Now I find myself doing the same events each year at my job, thinking three years ago that it didn’t matter because I wouldn’t be around for the same event next year. Now it matters a great deal. Now I find myself with a card from my dentist for an appointment six months from now that I will actually go to… like I have for the past three years. Now I find myself with a wonderful group of friends that I will have in my life forever (well, I came here with a wonderful group of friends in tact, but they are scattered all over the world and not in my daily life).

I find myself cultivating relationships and being known in my community as someone who makes a positive difference. I went to Target the other day with Mom and we were fervorently discussing hardwood floor cleaners because we’ve never had hardwood floors before. I got a little frustrated and said “I just want a damn cleaner that is easy to use, eco-happy and doesn’t smell!” Just then a gentlemen that I know through my community connections walked by and awkwardly said “Hi” to me. His girlfriend was with him and I was mortified. Did I mention I didn’t have any makeup on!

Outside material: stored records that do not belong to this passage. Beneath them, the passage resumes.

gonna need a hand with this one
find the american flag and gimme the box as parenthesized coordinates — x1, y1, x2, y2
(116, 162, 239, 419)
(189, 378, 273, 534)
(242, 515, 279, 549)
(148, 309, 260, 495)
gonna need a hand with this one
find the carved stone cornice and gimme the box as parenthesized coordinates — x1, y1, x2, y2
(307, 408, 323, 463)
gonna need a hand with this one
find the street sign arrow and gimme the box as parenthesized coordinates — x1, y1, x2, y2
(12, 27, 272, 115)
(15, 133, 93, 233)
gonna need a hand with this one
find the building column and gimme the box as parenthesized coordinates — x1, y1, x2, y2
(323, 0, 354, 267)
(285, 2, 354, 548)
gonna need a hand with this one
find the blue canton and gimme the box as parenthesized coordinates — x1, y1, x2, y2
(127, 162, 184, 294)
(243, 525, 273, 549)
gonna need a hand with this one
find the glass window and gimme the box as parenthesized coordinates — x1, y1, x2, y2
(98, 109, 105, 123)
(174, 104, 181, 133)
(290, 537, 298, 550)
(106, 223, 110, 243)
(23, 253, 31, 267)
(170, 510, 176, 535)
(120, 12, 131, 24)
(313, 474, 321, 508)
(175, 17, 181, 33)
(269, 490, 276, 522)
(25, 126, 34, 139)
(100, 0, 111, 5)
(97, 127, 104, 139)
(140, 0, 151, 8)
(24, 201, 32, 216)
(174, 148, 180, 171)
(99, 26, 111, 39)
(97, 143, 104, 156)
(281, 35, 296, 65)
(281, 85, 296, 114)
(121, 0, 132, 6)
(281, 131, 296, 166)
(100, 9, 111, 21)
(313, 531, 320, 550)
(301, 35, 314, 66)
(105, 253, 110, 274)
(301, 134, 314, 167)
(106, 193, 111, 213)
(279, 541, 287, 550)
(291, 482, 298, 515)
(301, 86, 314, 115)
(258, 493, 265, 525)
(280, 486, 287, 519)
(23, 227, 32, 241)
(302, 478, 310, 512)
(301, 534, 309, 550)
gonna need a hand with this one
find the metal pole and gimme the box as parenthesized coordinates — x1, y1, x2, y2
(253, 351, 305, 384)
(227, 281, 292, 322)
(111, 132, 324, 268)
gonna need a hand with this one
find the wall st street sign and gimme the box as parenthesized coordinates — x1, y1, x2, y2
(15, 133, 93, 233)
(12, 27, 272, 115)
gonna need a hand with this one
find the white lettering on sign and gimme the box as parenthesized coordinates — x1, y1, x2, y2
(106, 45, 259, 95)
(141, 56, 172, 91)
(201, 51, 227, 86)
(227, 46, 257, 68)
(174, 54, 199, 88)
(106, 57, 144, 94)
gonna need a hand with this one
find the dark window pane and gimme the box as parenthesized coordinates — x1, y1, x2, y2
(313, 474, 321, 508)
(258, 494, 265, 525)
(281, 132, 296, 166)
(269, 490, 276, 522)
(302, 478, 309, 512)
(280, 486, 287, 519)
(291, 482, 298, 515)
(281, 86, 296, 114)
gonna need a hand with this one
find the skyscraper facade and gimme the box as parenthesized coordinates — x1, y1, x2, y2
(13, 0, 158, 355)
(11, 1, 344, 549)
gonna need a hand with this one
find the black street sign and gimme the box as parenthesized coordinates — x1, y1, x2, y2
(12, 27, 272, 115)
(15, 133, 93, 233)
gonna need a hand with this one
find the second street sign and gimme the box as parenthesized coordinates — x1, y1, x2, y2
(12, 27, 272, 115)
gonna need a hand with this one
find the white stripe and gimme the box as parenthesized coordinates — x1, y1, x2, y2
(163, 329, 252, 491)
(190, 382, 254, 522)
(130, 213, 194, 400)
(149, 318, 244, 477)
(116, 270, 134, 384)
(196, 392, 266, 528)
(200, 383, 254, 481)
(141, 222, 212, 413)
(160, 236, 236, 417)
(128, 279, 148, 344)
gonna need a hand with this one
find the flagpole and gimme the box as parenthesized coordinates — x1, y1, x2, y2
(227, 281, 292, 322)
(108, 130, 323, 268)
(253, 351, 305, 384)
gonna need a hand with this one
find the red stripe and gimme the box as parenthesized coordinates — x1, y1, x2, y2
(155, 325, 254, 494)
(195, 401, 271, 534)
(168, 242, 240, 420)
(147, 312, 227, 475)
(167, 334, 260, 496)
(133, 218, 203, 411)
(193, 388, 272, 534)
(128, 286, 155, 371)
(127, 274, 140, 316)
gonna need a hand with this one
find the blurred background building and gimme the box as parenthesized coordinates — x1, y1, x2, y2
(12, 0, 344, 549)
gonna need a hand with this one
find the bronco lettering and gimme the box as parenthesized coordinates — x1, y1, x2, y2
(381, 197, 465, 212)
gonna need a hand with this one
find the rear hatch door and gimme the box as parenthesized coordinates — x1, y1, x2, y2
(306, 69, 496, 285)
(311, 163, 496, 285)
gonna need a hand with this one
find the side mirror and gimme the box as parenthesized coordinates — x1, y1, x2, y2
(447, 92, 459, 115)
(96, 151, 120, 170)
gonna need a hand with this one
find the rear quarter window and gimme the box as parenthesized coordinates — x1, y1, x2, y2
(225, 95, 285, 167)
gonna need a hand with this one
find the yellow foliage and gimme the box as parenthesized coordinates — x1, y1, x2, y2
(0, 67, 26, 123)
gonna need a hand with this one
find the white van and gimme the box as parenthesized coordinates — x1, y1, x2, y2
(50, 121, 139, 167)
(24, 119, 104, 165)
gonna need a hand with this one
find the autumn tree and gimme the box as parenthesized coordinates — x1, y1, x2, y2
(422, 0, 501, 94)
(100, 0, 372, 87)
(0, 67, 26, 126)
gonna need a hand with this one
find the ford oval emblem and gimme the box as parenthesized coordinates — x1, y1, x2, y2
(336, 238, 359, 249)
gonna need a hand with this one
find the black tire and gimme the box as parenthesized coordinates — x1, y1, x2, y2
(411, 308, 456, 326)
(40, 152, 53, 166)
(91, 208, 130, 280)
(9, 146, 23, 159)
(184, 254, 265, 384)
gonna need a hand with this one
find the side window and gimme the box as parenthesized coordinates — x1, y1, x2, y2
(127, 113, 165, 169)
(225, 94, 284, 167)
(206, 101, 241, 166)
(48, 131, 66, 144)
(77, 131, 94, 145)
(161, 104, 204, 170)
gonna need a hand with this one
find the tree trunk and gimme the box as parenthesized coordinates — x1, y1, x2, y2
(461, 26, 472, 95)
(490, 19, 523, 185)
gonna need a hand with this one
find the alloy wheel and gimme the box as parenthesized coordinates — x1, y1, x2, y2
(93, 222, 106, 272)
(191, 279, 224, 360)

If the only downside to establishing roots in a small community is running into people you know everywhere you go, then I can live with that.

Now, I find myself looking forward to the seasons and how amazing it is that the vineyards look different every year. I can’t wait for the smell of crush in the air and the sound of the huge rustling wings of red-tail hawks resting in the tree over my roof, protecting me at night. I act like child clapping with joy at a first experience every time I see deer in my yard or a hot air balloon in the sky.

I can’t imagine being anywhere else… oh no, hang on… I almost said it, but it’s not true! I can still vividly see myself living in Italy and truly feel all the meaning that has for me, but now that vision has been altered to include what my fringe-swelling friends affectionately call a “crash pad” in Napa Valley… forever.